Narzisstische Psychopathen, die das Zeug zu Rattenfängern haben gibt es immer – doch an die Spitze von Staatswesen gelangen sie nur, wenn wirtschaftliche Verwerfungen den Boden aufbereiten: Hitler wäre nicht ohne die Arbeitslosigkeit der Dreißigerjahre an die Macht gelangt – Trump erhielte nicht so viele Stimmen, wenn nicht so viele Amerikaner wirtschaftlichen Abstieg erlebten – und das in einem Land, in dem „Looser“ zu sein bedeutet: Man hat Gottes Gnade verloren.

Die religiöse Basis des erfolgreichen Kapitalismus

Man kann Amerika nur verstehen, wenn man sich der religiösen Basis seiner Wirtschaft erinnert: Fast alle primären Siedler waren Protestanten calvinischer Prägung. Das hatte enorme Vorteile: Sie drangen auf die Trennung von Staat und Kirche, die in katholischen Ländern wichtigster Garant autoritärer Herrschaft und wirtschaftlichen Rückstandes war. Die Habsburg-Monarchie war dafür ein Musterbeispiel: Gelderwerb galt der Kirche als mindere, profane Tätigkeit; „Zinsen“ waren verboten; der Kaiser hatte keine Interesse an Industrie und wenig Interesse an Wissenschaft. Nicht zufällig entwickelten sich protestantische Länder wie die Schweiz, Holland oder England wirtschaftlich ungleich besser, war man dort doch mit Johannes Calvin einig, dass wirtschaftlicher Erfolg ein äußeres Zeichen dafür ist, Gottes Gnade zu besitzen.

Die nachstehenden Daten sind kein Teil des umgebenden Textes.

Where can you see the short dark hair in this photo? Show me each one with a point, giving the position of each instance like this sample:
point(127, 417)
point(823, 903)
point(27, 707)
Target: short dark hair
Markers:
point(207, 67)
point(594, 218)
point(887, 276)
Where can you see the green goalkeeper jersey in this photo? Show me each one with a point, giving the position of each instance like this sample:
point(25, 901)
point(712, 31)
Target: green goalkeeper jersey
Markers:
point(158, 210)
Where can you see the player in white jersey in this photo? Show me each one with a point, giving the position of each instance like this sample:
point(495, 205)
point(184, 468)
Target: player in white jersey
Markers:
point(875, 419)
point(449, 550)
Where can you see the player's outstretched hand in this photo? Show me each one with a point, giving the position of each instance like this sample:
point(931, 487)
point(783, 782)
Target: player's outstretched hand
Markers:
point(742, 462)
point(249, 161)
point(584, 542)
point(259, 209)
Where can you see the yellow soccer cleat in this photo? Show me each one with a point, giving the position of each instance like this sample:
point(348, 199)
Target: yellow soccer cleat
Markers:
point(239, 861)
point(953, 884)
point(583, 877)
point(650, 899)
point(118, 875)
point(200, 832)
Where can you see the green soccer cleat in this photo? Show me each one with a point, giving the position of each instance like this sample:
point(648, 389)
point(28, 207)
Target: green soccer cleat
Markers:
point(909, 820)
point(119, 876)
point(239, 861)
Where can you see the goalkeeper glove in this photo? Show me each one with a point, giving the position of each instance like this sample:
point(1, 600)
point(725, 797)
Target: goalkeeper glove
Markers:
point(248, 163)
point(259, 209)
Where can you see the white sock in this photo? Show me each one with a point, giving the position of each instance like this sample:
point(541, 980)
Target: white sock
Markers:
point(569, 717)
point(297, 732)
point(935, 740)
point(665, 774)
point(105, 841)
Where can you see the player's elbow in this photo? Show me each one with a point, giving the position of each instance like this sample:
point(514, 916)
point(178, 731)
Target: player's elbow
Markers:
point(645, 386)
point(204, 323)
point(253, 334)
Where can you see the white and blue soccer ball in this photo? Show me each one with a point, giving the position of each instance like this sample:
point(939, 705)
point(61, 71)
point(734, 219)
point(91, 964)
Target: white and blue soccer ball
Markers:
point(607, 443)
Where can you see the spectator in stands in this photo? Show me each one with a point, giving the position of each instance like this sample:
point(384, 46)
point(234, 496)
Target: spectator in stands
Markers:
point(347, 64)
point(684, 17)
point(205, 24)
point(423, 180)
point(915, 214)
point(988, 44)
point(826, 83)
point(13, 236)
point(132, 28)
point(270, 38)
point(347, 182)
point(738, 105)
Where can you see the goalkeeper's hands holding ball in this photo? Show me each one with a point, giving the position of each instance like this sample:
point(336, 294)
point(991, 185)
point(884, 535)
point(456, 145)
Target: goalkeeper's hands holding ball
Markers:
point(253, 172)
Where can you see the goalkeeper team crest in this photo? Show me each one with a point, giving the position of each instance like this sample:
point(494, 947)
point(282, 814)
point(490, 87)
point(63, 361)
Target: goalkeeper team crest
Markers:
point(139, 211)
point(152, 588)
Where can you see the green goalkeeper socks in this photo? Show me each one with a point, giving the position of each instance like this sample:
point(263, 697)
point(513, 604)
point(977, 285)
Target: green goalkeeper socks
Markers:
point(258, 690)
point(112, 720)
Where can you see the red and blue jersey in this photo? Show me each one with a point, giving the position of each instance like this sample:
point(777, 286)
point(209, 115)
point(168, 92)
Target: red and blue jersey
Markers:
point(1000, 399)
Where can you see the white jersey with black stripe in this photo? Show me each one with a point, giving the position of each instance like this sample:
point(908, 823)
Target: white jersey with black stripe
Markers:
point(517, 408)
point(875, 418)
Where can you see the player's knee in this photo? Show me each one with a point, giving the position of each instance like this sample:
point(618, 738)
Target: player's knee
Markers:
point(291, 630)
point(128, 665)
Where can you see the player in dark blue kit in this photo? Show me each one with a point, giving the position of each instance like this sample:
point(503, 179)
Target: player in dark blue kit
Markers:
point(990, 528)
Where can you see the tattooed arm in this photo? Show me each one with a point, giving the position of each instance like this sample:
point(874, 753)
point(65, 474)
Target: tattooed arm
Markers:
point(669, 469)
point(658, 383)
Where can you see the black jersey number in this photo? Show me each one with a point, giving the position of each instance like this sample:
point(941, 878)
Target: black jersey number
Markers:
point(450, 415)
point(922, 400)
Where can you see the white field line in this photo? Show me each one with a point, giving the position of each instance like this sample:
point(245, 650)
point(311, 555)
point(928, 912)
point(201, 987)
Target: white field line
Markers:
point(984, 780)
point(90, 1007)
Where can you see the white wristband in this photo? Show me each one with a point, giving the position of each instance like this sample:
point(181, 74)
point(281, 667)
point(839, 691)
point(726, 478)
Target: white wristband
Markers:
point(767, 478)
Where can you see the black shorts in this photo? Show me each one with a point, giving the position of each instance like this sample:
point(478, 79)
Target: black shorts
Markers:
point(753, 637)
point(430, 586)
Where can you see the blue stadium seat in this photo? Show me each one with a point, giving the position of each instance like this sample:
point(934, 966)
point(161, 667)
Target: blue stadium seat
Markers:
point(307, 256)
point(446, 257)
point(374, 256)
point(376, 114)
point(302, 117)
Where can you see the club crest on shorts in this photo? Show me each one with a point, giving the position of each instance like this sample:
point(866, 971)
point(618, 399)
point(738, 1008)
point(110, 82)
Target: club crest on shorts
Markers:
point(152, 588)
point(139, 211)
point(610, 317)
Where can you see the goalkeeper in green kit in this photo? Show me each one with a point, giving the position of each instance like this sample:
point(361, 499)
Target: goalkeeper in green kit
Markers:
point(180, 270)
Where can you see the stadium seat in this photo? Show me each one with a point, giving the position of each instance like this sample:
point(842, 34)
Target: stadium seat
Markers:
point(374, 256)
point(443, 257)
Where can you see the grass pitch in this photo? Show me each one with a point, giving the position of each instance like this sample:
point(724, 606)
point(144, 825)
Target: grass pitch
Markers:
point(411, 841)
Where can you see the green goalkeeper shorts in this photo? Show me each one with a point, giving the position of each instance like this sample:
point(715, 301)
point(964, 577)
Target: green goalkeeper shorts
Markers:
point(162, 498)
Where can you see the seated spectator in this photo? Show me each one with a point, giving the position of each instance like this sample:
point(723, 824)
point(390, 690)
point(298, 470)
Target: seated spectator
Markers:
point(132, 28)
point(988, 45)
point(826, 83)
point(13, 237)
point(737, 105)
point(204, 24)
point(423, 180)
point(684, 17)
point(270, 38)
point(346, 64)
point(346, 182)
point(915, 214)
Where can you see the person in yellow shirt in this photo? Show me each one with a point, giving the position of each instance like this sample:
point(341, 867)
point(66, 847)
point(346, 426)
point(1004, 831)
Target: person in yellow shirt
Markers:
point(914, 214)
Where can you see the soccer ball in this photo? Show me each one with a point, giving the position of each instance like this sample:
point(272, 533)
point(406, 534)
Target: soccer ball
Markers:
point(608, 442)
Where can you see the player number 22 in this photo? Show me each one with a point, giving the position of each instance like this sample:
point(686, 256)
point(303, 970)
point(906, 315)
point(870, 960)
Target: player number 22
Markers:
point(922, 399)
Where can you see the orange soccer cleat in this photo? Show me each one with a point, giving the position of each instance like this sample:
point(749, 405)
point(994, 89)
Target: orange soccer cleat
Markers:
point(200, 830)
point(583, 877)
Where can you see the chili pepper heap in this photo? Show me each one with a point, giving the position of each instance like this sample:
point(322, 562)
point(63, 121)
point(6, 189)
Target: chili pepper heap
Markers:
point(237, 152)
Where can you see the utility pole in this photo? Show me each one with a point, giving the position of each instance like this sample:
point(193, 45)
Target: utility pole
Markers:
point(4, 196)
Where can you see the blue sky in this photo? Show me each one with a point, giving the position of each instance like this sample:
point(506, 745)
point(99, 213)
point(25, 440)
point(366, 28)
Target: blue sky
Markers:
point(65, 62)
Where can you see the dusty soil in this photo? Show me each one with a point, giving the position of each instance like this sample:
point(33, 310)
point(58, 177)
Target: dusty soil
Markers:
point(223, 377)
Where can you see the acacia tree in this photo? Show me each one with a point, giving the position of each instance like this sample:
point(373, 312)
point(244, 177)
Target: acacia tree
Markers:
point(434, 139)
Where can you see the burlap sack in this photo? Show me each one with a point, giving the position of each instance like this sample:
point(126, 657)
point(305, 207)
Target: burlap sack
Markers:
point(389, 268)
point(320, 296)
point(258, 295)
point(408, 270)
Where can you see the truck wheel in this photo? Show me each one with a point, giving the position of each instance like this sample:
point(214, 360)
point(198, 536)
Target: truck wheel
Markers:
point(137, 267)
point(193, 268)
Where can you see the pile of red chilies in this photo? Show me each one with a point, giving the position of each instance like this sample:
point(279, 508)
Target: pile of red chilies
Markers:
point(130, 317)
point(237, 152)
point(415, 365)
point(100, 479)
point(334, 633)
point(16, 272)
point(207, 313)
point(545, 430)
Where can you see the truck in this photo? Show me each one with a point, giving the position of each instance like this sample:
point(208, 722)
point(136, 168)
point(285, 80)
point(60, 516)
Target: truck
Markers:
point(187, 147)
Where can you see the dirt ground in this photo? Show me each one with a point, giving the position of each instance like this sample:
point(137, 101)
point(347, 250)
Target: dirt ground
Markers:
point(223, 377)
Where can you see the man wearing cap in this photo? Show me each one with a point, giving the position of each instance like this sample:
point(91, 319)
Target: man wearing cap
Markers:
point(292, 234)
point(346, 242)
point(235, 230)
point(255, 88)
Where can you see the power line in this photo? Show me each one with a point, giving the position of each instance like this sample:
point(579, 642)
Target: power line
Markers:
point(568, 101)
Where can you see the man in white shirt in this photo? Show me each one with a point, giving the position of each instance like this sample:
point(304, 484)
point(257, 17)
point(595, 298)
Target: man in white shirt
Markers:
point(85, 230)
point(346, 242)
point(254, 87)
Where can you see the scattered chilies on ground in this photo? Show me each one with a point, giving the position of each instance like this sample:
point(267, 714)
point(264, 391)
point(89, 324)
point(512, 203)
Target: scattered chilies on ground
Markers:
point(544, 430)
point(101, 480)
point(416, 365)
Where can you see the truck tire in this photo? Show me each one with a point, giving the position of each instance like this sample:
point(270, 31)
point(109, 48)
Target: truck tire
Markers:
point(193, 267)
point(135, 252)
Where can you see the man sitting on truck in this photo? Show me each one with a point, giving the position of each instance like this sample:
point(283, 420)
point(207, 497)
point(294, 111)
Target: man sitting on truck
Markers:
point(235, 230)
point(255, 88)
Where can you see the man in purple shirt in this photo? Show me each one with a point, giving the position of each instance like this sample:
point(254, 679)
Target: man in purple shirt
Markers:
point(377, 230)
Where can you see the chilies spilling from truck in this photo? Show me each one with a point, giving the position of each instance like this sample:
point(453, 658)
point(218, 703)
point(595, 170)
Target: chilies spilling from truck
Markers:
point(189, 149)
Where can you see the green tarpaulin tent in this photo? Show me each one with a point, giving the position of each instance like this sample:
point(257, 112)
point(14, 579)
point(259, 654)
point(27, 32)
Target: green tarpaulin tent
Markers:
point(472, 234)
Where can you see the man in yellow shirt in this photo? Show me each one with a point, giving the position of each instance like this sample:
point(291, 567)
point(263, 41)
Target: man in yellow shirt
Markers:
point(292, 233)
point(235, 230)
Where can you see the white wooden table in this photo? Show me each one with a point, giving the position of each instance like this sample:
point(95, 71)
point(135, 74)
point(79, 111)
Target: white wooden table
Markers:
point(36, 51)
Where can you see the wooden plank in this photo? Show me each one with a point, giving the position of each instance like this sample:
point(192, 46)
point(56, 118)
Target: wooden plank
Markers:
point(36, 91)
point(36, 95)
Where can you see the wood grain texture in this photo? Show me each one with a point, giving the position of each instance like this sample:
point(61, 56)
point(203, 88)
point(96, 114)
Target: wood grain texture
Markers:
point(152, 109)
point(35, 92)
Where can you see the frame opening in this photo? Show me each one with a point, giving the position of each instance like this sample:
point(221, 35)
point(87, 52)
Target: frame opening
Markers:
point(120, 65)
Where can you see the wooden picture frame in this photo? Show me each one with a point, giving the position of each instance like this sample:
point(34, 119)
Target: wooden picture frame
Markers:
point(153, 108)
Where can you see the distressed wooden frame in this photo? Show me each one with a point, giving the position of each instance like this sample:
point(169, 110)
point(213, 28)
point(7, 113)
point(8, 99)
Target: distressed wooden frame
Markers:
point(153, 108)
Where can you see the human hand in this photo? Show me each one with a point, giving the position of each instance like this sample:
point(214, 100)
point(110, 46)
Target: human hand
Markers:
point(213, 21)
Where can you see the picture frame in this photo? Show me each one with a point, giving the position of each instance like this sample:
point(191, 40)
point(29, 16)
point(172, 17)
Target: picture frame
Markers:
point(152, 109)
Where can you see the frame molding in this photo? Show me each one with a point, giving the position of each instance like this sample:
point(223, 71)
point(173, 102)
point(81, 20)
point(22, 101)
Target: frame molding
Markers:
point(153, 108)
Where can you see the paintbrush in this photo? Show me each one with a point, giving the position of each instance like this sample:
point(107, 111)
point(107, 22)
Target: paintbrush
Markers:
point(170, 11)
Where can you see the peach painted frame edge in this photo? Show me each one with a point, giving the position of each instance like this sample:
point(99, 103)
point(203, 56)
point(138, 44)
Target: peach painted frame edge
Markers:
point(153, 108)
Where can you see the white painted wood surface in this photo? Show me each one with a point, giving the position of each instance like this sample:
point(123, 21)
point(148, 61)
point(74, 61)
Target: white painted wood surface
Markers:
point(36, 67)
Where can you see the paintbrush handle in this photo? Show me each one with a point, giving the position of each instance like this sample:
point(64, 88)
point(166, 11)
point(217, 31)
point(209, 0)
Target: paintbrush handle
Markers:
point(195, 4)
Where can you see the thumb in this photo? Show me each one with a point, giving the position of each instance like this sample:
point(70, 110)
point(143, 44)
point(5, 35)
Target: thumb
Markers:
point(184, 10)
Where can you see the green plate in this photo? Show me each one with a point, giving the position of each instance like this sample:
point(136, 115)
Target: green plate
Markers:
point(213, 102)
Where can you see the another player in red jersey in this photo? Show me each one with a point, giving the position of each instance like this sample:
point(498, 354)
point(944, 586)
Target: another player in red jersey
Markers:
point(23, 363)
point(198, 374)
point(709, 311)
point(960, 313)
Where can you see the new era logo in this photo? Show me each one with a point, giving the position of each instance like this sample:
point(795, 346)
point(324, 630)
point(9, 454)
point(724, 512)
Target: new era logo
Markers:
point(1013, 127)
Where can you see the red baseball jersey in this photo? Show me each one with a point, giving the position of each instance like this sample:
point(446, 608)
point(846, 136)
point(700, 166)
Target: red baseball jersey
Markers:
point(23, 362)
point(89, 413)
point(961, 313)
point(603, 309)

Diese protestantische Haltung zu persönlicher Freiheit und wirtschaftlichem Wohlergehen suchten die Gründerväter der USA in ihrem Staatswesen zu verwirklichen: Die Gleichheit der Bürger wurde in der „Erklärung der Menschen und Bürgerrechte“ festgeschrieben und das größtmögliche Glück (das größtmögliche Wohlergehen) der größtmöglichen Zahl zum Ziel guter Politik erklärt.

Was die Amerikaner uns voraus haben

Positive Hinterlassenschaft des calvinischen Protestantismus ist bis heute die Selbstverständlichkeit, mit der Amerikaner (wie Alon Musk) Unternehmen gründen – es ist keine Schande, selbst Pleiten (wie Donald Trump) zu erleiden, denn sie beweisen Unternehmergeist. So selbstverständlich wie ihres großen Vermögens rühmen sich Amerikaner ihres hohen Gehalts, statt es verschämt geheim zu halten. Kapitalismus hatte in den USA tatsächlich die besten emotionalen Voraussetzungen: Er akzeptierte zwar enorme Vermögensunterschiede als Ausfluss unterschiedlicher „Gnade“, aber er wollte Chancengleichheit seiner Bürger: Bis zu Ronald Reagan (1980) erreichte die Erbschaftssteuer 70 Prozent, weil Vermögen eigener Leistung entspringen sollte – nur dann war sie ein Zeichen der Gnade Gottes. Man konnte und sollte vom Tellerwäscher zum Millionär werden.

Der große Verrat

All das ist so nicht mehr der Fall. Die USA haben die Forderung der Gründerväter nach dem größtmöglichen Wohlstand der größtmöglichen Zahl verraten. Spätestens seit Reagan nahm die religiöse Grundströmung der US-Wirtschaft eine neue fatale Richtung. Reagan war zwar – durchaus traditionell- angetreten, um den Staat so schwach wie möglich und seine Ausgaben so gering wie möglich zu halten, aber sie fielen höher denn je aus: Indem er die UdSSR zu Grunde rüstete, erreichte er ungewollt einen keynesianischen Boom. Von seinem ursprünglichen Vorsatz blieb nur übrig, den Staat möglichst schwach zu gestalten und das gelang ihm dank umfangreicher Deregulierungen. Weil die Amerikaner diese Deregulierungen gleichzeitig mit dem Rüstungs- Boom erlebten, hielten sie sie fälschlich für seine Ursache.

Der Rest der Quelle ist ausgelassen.